I Heart Huckabees (Fox Searchlight, 2004), the fourth film from writer and director David O Russell, is his most personal, whereon he outs himself politically and spiritually. Convinced that a series of coincidences hold some secret to life's largest riddles, the main character, Albert Markovski seeks the help of existential detectives. Markovski, an environmental activist, is straight out of a chapter from Russell's twenties. "I have been, in college, an organizer in parking lots talking to people and been mocked for it," said Russell.

The main character is not the only personal touch Russell put in the movie. The concept of existential detectives came to Russell as a dream. "[In the dream] I was followed by a woman for metaphysical reasons, not criminal reasons. I liked the idea of someone following you to find out who you are." Playing the existential detectives are Dustin Hoffman and Lily Tomlin.

Russell wrote the role of Albert Markovski for Jason Schwartman. The director had seen his lead performance in Rushmore (Touchstone, 1998) and decided to write a script for Schwartzman. "I wrote one movie for him, then decided it wasn't ready. Then I wrote this script and [realized] Markovski was meant for him."

Schwartzman, after reading the script, was drawn to the character of Markovski and accepted the role. "I think we all know someone like Albert," said Schwartzman, who added, "What I liked most about him is that this guy really wants to know what's going on, not just with himself, but with the universe." Schwartzman, like the character he plays, had a coincidence of his own: running into Dustin Hoffman. "On the night David told me who I would be working with [in the movie], I ran into Dustin in a revolving door. We were going around and around," he recalled.

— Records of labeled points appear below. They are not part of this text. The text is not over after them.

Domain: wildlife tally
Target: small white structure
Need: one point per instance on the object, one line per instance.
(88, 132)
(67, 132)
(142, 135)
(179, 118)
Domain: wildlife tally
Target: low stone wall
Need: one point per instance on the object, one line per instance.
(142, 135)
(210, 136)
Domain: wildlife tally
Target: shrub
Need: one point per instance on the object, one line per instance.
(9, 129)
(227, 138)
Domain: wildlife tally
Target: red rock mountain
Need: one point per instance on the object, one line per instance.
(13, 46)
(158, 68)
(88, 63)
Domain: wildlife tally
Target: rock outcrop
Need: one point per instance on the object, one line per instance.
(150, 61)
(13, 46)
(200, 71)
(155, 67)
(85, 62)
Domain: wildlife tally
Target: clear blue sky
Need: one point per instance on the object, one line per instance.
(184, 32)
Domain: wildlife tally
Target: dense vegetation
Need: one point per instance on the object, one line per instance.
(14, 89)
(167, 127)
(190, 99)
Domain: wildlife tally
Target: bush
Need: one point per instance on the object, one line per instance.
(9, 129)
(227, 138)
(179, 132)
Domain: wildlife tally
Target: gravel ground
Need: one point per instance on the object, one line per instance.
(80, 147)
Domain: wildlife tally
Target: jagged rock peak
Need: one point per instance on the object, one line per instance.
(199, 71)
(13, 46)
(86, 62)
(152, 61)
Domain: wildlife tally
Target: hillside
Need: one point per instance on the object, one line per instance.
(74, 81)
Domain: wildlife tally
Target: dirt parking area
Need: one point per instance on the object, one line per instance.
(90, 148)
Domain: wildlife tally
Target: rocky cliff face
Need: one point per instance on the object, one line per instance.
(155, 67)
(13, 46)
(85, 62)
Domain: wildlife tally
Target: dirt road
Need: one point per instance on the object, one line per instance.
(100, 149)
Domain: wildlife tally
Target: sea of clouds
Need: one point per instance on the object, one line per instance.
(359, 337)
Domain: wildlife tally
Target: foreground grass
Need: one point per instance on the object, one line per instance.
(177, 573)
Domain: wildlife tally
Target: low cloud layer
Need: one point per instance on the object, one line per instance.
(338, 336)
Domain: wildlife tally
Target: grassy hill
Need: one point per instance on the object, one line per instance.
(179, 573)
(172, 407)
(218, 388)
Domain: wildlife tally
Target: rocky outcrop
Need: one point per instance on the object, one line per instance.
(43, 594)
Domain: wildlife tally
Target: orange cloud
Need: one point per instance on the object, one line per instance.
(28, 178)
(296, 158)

Jason Schwartzman. photo, Staci Layne Wilson

In addition to the existential detectives, the character portrayed by the French actress Isabelle Huppert, Caterine Vauban, is a nihilist and the philosophical enemy of the existential detectives. She eventually lures Markovski away from the existential detectives to accept her philosophy. Russell said, "Caterine sees life as an oscillation between the cruel and absurd theater of human drama and suffering, and, on the other hand, the pace attained from just being."

The scene that embodies this oscillation is what the cast and crew refer to as the "mud scene." Schwartzman had to dunk Huppert's face in the mud several times before dumping her over a log for a comical sex scene. Schwartzman recalled, "In the script, it was a very detailed scene with long descriptions. It was the last shot of the day. David [Russell] told us there would be 'sex before the sun went down'." With time running out and only twenty minutes of daylight left, Huppert said she would not do the scene because she considered it vulgar. After convincing Huppert that the scene was meant to be humorous, the scene was done in one take.

Schwartzman, instructed by Russell "to make love to the earth," crawled and slithered on the ground and rubbed clumps of mud over himself and Huppert, finally submerging Huppert's face repeatedly into a pool of mud.

Other key characters in the film are played by Jude Law and Naomi Watts. Law portrays Brad Stand, a corporate junior executive at Huckabees, the retail chain store Markovitz is trying to convince to join his environmentalist cause. NaomiWatts' character, Dawn, is the Barbie-doll spokesmodel for Huckabees. Russell, explaining how both actors came on board, said, "Neither, Naomi, nor, Jude, had done a comedy before and they wanted to." Both characters experience transformations after they, too, on a lark, hire the existential detectives whose round-the-clock probings undermine their arrogant confidence and Brad's covert plan to thwart the environmentalist cause.

For Russell, Watts was the perfect person to deconstruct the golden American ideal. "She is a very smart, amazingly talented blonde who could play a dumb blonde with enough honest sincerity and commitment that we believe she might suddenly transform herself." Watts' vacuous character goes through the most extreme transformation of all the characters, physically and philosophically.

Although I Heart Huckabees asks a number of Big Questions, Russell explained that he is not finished exploring the answers. "I believe there is plenty of room in motion pictures to grapple with reality and consciousness. There are questions we should be asking constantly and preeminently as human beings…There's so much to dig into, I feel I could make 20 films about the subject, or maybe even 100 films. This is just one."